With my term as editor at its end last Spring, 1997, 1 wish to thank my exhilarating contributors and understanding authors of rejected manuscripts. I owe my sanity to an exceptional staff who kept things running smoothly. I was enriched by P. J. of Louis Heindl and Son Printers and his staff Art, Lynn, Paul, and Vicki far making my visits to the shop fun and productive, and especially typesetter Sue Schmidt for her irrepressible good will.

I hope the talented staff will continue: Anne Mullin and Sharon Gibson-Groshon who I am pleased to say have an eye for quality thought, promising thought, and the aesthetics of the journal.

I pass along the torch to co-editors Kristie Fleckenstein and Linda Calendrillo, both charter members of AEPL who come to the journal after having published in it. So, as not to lose momentum, I give them space to talk about their charge.

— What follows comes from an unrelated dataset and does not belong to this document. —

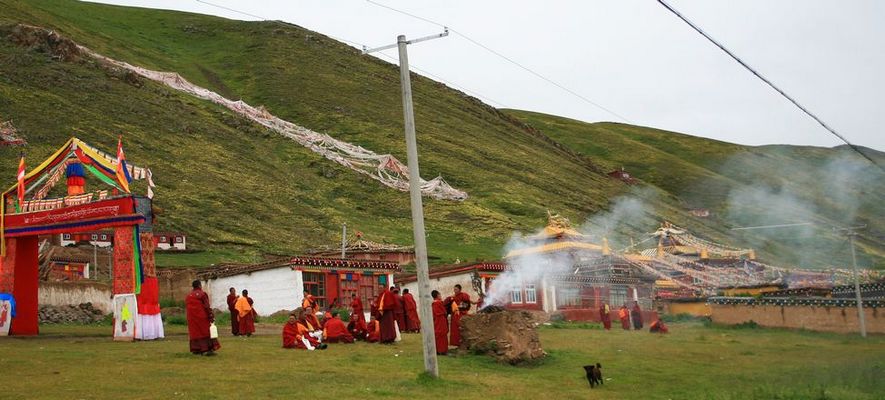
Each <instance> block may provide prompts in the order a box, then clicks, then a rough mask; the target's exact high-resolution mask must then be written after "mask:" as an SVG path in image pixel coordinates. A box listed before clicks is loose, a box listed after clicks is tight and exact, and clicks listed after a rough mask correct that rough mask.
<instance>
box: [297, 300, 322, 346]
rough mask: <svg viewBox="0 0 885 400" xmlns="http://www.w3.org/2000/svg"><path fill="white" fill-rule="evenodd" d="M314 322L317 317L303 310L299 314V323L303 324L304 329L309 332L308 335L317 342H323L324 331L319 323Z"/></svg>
mask: <svg viewBox="0 0 885 400" xmlns="http://www.w3.org/2000/svg"><path fill="white" fill-rule="evenodd" d="M308 310H310V308H309V307H308ZM312 320H313V321H315V320H316V316H315V315H312V314H310V313H308V312H306V311H304V310H301V311H300V312H299V313H298V323H299V324H301V325H302V326H303V327H304V329H306V330H307V335H308V336H310V337H311V338H313V339H316V340H317V341H322V340H323V331H322V329H320V327H319V323H317V322H312ZM314 324H316V325H314Z"/></svg>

It is with pleasure and honor that we begin our tenure as co-editors of JAEPL During the past three years, Alice and her staff have maintained high standards of editorial and scholarly quality, standards that we hope to preserve. They have also trailblazed new territory, inviting explorations of new connections, always centered by the belief that "the point of the probe is always in the heart of the explorer" (Bateson, Mind and Nature: A Necessary Unity, 1979). We hope to travel the path broken by Alice and by the many fine contributors to the first three volumes of the annual; we also hope to maintain the tradition of pushing the boundaries of that path a bit more, not so much to colonize but more incorporate the power of margins into our thinking.

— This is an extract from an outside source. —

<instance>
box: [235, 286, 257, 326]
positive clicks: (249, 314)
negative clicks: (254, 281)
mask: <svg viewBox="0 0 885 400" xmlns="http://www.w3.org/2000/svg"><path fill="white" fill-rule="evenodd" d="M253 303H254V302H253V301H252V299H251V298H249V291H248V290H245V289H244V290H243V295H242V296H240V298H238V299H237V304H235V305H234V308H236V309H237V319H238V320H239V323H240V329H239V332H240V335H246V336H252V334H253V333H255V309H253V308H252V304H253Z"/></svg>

To begin that endeavor, we have chosen "Mind, Body, Spirit: Teacher Making Connections" as the theme of JAEPL's fourth annual and our first issue as co-editors. By intellectual and spiritual training, our Western culture is dualistic one. Culturally reified with Descartes' differentiation between mind (res cognitans) and body (res extensa), the division between mind, body, and spirit has consistently privileged rational mind over unruly body. Through discrimination, however, Western civilization has also split fact from value and warranted a scientific agenda that justifies the control of all things physical. Now, in the midst of ecological devastation, cultural inequities, and individual pathologies, we in the western world and in the educational community are slowly waking to the limitations of that dualism. We are coming to see the necessary unity of mind and nature. As Gregory Bateson says, "There is no mind separate from the body, no god separate from his [sic] creation."

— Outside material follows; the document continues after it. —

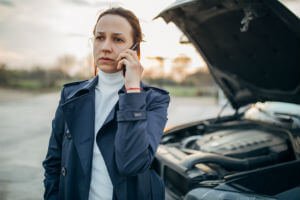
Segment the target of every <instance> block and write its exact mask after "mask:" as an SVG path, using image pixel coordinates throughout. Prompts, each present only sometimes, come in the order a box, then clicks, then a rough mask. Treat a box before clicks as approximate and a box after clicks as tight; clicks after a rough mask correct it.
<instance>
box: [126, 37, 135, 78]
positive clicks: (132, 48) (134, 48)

The theme of Mind, Body, Spirit: Teachers Making Connections invites further speculations on the ways in which mind, body, and spirit unite. We urge teachers to envision connections among mind, body, spirit, and their teaching and scholarship. Possible areas for consideration include such questions as:

What does the healing power of writing, especially narrative, suggest for the connection between word and flesh? What are the strengths or the weaknesses of poststructuralist orientations, currently dominant in composition studies, that transform mind, body, and spirit into textualities? What do we lose or gain from such a perspective? What insights into the mind/body/spirit connection are provided by women's spirituality, especially ecofeminism? What are the methodological as well as the pedagogical implications of connections among mind, body, spirit? What are the possibilities of an embodied discourse, and what are the concomitant challenges to traditionally rigid genre demarcations? How might schema theory, the dominant paradigm in cognitive science and in reading theory, incorporate the body? Frederic Bartlett, the father of schema theory, asserts that schemata are made and unmade on the basis of a "feeling." "Feeling" is also the means by which we "turn around" on our schemata to achieve consciousness. Therefore, what role does body play in our constructions of knowledge? As always, the theme is intended to initiate thinking, not limit it. Each of the areas listed above, as well as many other topics such as ethics and kinesthetic knowing, fall within the theme of mind, body, and spirit. We urge you to consider the nature of the connections in your lives, your teaching, your writing, and respond to our call for papers at the back of this issue.